Purpose: This study evaluated the effects of titanium dioxide nanoparticles (TiO2 NPs) on liver and intestine of normal rats.
Methods: Male rats were divided into four groups as follows: 1) control rats, 2) control rats that orally received 10 mg/kg TiO2 NPs, 3) control rats that orally received 50 mg/kg TiO2 NPs, and 4) control rats that orally received 100 mg/kg TiO2 NPs. After 30 days, the NLRP3 inflammasome pathway (NLRP3, caspase-1, and IL-1β), antioxidant pathway (superoxide dismutase [SOD], glutathione peroxidase [GPx], and catalase [CAT]), inflammatory pathway (inducible nitric oxide synthase [iNOS] and tumor necrosis factor-α [TNF-α]), and the apoptosis pathway (p53, Bax, Bcl-2, and caspase-3) were determined in the intestine and liver of the rats. H&E and Masson’s trichrome (MT) staining as well as TUNEL assay were used to examine the liver and the intestine. Biochemical factors, cytotoxicity, ROS generation, and apoptosis rate were also determined in HepG2 and Caco-2 cells.

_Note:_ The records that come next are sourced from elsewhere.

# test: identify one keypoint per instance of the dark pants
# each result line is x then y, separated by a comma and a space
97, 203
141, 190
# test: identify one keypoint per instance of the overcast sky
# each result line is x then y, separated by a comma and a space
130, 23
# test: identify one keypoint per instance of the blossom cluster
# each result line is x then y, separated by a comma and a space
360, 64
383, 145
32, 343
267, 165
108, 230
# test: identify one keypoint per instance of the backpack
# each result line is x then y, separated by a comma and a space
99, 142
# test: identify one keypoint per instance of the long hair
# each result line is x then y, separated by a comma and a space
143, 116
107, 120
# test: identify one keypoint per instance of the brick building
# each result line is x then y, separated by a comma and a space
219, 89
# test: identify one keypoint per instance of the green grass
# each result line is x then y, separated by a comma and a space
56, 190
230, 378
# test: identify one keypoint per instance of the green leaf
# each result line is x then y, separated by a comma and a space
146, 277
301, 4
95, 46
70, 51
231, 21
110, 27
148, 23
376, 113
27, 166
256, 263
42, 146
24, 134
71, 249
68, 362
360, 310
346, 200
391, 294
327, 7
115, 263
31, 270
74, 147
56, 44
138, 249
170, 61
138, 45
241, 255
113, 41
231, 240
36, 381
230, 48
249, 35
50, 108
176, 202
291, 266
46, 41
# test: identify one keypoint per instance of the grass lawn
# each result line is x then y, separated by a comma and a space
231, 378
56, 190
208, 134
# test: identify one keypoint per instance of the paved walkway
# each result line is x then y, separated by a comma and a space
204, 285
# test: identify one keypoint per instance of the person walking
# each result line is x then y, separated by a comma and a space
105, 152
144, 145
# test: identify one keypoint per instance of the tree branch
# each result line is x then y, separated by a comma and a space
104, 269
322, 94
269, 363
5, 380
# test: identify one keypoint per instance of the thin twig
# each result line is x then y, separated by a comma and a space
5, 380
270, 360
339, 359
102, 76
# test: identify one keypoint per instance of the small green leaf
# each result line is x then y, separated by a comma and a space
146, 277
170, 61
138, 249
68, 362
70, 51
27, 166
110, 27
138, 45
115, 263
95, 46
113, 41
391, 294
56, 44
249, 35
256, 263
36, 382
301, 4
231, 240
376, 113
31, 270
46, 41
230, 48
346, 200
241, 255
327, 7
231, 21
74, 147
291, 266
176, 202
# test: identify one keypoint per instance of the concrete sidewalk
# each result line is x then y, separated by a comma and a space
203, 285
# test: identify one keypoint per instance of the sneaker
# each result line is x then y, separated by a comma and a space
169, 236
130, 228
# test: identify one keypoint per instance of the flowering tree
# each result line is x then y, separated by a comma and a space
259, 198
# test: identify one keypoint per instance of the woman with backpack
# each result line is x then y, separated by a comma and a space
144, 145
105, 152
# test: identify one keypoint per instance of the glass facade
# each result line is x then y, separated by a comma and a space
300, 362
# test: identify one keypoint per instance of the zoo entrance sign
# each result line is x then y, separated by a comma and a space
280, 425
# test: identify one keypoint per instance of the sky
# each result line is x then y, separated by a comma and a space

Results: TiO2 NPs in a dose-dependent manner increased cytotoxicity, oxidative stress, and apoptosis rate in Caco-2 and HepG2 cells. The administration of TiO2 NPs significantly reduced antioxidant enzyme activity and gene expressions (SOD, CAT, and GPx) as well as glutathione (GSH) levels and total antioxidant capacity (TAC) in a dose-dependent manner. TiO2 NPs also induced the apoptosis pathway and inflammatory pathway gene expressions and caspase-3 activity in the intestine and liver. TUNEL assay was in agreement with gene expressions. TiO2 NPs also led to morphological changes in the liver and intestine.
Conclusion: TiO2 NPs could have cytotoxic effects on the intestine and liver structure and function by inducing oxidative stress, inflammation, and apoptosis.